I have been facing this issue intermittently, once in 2 weeks. As I observed, each time this issue occurs, all are due to activity Id 26. I see activity id 26 got completed successfully. Not sure why decision task is failing with the activity which got completed successfully.
"eventTimestamp": 1500668941.164,
"eventType": "WorkflowExecutionFailed
",
"eventId": 866, "workflowExecutionFailedEventAttributes":
"details":
"java.lang.IllegalArgumentException:Unknown DecisionId
[type=ACTIVITY, id=26].
The possible causes arenon-deterministic workflow definition
code orincompatible change
in the workflow definition.at: com.amazonaws.services.simpleworkflow.flow.worker.DecisionsHelper.getDecision(DecisionsHelper.java:613)
com.amazonaws.services.simpleworkflow.flow.worker.DecisionsHelper.handleActivityTaskScheduled(DecisionsHelper.java:171)

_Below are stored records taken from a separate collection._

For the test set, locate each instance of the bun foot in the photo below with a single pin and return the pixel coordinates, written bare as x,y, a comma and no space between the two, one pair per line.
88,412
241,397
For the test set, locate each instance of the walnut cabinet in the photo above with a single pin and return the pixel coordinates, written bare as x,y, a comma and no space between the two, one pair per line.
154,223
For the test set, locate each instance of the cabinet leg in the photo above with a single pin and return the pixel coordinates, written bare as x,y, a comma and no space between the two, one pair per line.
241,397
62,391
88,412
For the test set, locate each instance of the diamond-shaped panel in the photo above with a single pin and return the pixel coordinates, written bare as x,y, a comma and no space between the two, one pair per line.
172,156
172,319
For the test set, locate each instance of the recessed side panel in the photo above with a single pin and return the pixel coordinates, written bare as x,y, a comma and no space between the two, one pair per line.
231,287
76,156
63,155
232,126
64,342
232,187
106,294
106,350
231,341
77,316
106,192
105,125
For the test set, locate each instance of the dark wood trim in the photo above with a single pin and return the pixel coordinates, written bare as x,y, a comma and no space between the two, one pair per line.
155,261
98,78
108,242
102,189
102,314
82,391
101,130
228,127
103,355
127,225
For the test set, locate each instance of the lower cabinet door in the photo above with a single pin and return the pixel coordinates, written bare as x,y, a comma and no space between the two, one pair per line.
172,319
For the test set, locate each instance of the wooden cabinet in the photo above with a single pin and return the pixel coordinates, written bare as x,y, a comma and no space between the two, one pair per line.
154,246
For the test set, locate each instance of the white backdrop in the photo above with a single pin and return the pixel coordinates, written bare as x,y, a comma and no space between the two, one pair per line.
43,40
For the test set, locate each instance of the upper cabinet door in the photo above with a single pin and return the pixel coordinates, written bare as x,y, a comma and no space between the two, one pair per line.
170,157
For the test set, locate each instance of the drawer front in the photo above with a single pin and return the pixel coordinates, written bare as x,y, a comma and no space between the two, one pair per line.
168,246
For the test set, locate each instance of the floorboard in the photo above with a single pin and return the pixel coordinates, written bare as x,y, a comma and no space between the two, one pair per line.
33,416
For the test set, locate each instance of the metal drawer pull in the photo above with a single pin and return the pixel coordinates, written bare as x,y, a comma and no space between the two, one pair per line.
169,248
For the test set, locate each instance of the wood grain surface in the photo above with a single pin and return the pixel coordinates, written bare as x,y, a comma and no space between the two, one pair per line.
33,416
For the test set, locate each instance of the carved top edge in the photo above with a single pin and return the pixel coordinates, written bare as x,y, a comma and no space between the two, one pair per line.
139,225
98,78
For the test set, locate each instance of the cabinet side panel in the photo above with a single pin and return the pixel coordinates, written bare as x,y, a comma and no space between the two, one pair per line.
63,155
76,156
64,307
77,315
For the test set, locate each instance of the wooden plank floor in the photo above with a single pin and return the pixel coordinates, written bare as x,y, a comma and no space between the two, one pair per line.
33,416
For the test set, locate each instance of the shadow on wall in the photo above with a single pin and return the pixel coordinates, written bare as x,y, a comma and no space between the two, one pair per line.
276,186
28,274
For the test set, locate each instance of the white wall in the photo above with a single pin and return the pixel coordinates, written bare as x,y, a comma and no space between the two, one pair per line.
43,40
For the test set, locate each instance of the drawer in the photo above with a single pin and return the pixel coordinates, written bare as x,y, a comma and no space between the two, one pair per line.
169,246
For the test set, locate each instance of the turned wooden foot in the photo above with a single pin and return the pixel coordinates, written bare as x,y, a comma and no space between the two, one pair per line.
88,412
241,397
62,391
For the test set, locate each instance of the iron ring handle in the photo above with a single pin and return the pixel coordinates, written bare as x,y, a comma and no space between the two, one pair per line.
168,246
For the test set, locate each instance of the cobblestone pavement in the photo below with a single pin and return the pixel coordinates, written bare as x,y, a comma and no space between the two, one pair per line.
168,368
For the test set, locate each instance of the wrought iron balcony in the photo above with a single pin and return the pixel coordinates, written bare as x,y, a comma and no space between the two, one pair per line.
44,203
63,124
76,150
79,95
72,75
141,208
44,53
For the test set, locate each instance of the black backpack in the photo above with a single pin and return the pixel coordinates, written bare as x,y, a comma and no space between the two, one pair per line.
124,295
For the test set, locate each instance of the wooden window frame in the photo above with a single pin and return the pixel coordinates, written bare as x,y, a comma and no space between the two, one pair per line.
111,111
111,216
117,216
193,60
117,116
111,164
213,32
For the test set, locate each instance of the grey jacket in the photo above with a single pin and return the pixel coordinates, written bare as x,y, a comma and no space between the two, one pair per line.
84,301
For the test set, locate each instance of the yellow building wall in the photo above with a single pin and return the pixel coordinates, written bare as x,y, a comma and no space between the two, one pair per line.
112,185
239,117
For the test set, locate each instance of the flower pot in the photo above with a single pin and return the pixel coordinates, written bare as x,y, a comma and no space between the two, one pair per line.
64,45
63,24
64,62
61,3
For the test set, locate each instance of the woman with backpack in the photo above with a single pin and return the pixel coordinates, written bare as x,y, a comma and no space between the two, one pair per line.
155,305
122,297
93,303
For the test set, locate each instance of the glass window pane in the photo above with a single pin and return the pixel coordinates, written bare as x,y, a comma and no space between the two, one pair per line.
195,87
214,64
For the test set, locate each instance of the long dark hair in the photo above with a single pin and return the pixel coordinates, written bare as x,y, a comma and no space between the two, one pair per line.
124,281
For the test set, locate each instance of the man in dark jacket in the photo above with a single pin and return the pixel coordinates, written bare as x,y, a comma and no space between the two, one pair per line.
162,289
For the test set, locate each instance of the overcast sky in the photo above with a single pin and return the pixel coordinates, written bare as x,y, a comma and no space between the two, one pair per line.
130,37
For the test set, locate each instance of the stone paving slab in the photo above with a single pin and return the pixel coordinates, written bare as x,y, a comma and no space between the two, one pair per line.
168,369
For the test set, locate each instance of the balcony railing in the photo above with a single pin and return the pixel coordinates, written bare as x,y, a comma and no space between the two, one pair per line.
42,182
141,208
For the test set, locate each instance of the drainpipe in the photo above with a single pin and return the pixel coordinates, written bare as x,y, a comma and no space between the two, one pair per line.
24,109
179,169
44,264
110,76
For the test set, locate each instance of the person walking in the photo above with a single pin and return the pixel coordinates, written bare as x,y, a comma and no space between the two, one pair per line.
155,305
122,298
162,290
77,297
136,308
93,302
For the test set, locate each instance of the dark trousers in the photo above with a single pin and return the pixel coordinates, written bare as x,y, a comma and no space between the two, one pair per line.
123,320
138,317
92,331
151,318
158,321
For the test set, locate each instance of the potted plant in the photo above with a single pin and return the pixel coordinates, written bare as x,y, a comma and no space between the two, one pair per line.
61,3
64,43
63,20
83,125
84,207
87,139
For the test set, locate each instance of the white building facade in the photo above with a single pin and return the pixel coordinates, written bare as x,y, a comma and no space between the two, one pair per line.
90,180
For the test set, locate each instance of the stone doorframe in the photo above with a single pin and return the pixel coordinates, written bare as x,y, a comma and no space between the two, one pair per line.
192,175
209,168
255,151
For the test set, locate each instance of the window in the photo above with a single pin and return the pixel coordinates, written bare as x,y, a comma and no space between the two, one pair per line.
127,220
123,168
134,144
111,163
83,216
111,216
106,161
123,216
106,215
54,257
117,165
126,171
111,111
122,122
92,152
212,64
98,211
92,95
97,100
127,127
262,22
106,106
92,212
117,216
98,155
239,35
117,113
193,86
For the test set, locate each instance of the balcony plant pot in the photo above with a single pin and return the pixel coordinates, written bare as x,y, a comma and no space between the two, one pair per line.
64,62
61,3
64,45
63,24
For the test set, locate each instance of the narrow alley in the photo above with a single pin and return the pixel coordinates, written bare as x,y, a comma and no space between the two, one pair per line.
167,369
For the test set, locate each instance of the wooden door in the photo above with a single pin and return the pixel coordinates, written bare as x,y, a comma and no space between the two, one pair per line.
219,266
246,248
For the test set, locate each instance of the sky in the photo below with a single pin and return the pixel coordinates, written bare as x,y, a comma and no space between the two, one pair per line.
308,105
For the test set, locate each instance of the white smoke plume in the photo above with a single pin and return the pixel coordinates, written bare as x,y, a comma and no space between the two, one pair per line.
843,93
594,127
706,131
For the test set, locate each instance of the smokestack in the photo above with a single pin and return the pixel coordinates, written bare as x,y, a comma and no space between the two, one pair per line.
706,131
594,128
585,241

at: com.amazonaws.services.simpleworkflow.flow.worker.AsyncDecider.processEvent(AsyncDecider.java:267) com.amazonaws.services.simpleworkflow.flow.worker.AsyncDecider.decide(AsyncDecider.java:515)
at: com.amazonaws.services.simpleworkflow.flow.worker.AsyncDecisionTaskHandler.handleDecisionTask(AsyncDecisionTaskHandler.java:50)
at com.amazonaws.services.simpleworkflow.flow.worker.DecisionTaskPoller.pollAndProcessSingleTask(DecisionTaskPoller.java:201)
at com.amazonaws.services.simpleworkflow.flow.worker.GenericWorker$PollServiceTask.run(GenericWorker.java:94)java.util.concurrent.ThreadPoolExecutor.runWorker(ThreadPoolExecutor.java:1142)
at java.util.concurrent.ThreadPoolExecutor$Worker.run(ThreadPoolExecutor.java:617)
at java.lang.Thread.run(Thread.java:745)","decisionTaskCompletedEventId": 865,
"reason": "Unknown DecisionId
[type=ACTIVITY, id=26].
The possible causes arenon-deterministic workflow definition
code or incompatible change in the workflow definition."
Any help would be appreciated.
AWS Flow Framework uses replay to reconstruct the workflow state. It requires that workflow code is deterministic. I.e. it gets exactly into the same state when a history is replayed. There are multiple ways to break determinism. The most common is workflow code (or configuration) change while some workflows are running or using system time instead of Clock object provided by the framework. Do you do any time calculations or have you changed your workflow code recently?
See Making Changes to Decider Code: Versioning and Feature Flags for various ways of updating workflow code without breaking running workflows.